Rodrigo Maia acompanhou a apresentação da proposta alternativa à Reforma Tributária, elaborado pelos partidos de oposição da Câmara


Tribuna da Bahia, Salvador
09/10/2019 07:47 | Atualizado há 14 dias, 8 horas e 0 minutos

   
Foto: Extra Online

Da Redação

Partidos de oposição da Câmara dos Deputados apresentaram, na tarde de ontem (8), proposta alternativa à Reforma Tributária em tramitação na Casa (PEC nº 45/19). Intitulada de Reforma Tributária Justa, Solidária e Sustentável, a emenda substantiva global unitária, conforme fizeram questão de chamá-la os líderes partidários, é um documento conjunto elaborado pelas bancadas do PSB, PT, PCdoB, PDT, PSOL e REDE com 40 especialistas na área. A proposta também teve o apoio dos governadores do Consórcio Nordeste. A cerimônia contou com a presença do presidente da Câmara, deputado Rodrigo Maia (DEM). Para ele, é importante que o Congresso Nacional esteja unido em torno do debate de uma Reforma Tributária que vise o interesse coletivo.

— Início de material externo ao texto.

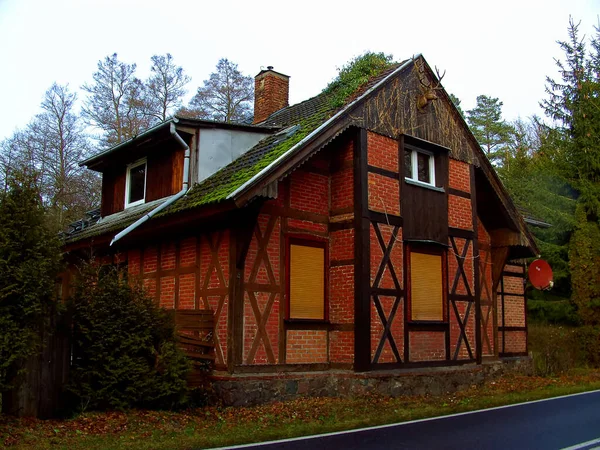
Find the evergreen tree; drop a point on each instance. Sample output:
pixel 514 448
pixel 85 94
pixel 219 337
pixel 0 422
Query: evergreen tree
pixel 125 352
pixel 226 96
pixel 490 130
pixel 29 263
pixel 574 104
pixel 456 101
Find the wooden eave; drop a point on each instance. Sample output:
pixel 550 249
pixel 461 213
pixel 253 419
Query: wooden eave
pixel 298 158
pixel 161 225
pixel 524 244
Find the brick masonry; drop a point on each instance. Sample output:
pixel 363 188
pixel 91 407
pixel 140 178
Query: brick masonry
pixel 189 273
pixel 271 93
pixel 193 272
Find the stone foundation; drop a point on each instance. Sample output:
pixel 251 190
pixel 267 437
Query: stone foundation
pixel 254 389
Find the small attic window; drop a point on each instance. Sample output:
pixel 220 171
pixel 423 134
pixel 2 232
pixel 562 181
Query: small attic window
pixel 419 165
pixel 135 185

“É preciso pensar em uma reforma onde se olhe mais os interesses coletivos do que os lobbies e os interesses individuais, que geram muitas distorções, com o aumento da pobreza e das desigualdades no Brasil.” Presente no evento, a deputada federal Lídice da Mata (PSB) disse que a Reforma Tributária é importante, mas não deve ser apenas desburocratizante, mas justa, solidária, que não penalize o consumo. Ela defende que haja taxação de grandes fortunas e rendimentos, pois são temas que interessam ao Brasil, independente de ideologia. “Vamos buscar dialogar com diversos partidos”, disse.

EMENDAS

Deputados de oposição tentaram inviabilizar, por meio de requerimentos de obstrução, a votação do projeto (PLN 18/19) que remaneja R$ 3 bilhões do orçamento para atender a demandas de parlamentares. A oposição chegou a tentar um acordo para desistir da obstrução, propondo a votação nominal do texto, mas não houve apoio de todos os líderes. Em análise no Congresso Nacional, o PLN 18/19 gera polêmica desde a apresentação pelo governo Bolsonaro, na mesma semana em que o Plenário da Câmara dos Deputados concluía o segundo turno da reforma da Previdência (PEC 6/19).

Para os críticos, o remanejamento dos recursos foi usado para construir acordos para a aprovação da reforma. “O PLN 18 é para remunerar os deputados que votaram contra o interesse do povo, contra a aposentadoria do povo”, reclamou o deputado Bohn Gass (PT-RS). Já o líder do Podemos, deputado José Nelto (GO), defendeu a medida. “O PLN 18 leva recursos para os municípios, para a educação, para a saúde e para a infraestrutura de todos os estados da Federação. Nós não podemos deixar em segundo plano uma matéria de grande importância como é esta para o País”, disse.

A proposta também teve obstrução durante a votação na Comissão Mista de Orçamento. O texto aprovado na CMO cancela R$ 1,16 bilhão do Ministério da Educação. Parte disso, R$ 230 milhões, será redirecionada dentro da própria pasta. Com as mudanças pedidas pelo governo, o Ministério do Desenvolvimento Regional receberá agora R$ 1 bilhão. A Saúde, com R$ 732 milhões, e a Defesa, com R$ 541,6 milhões, aparecem entre os outros principais beneficiários. Em comparação com a ideia original do Executivo, o parecer reduz verbas das Forças Armadas e eleva as do desenvolvimento regional. O deputado Pompeo de Mattos (PDT-RS) criticou o cancelamento de recursos da educação. “Quem, em sã consciência, pode concordar com a retirada desses recursos para fazer fundo a emendas de parlamentares que votaram a reforma da Previdência?”, questionou.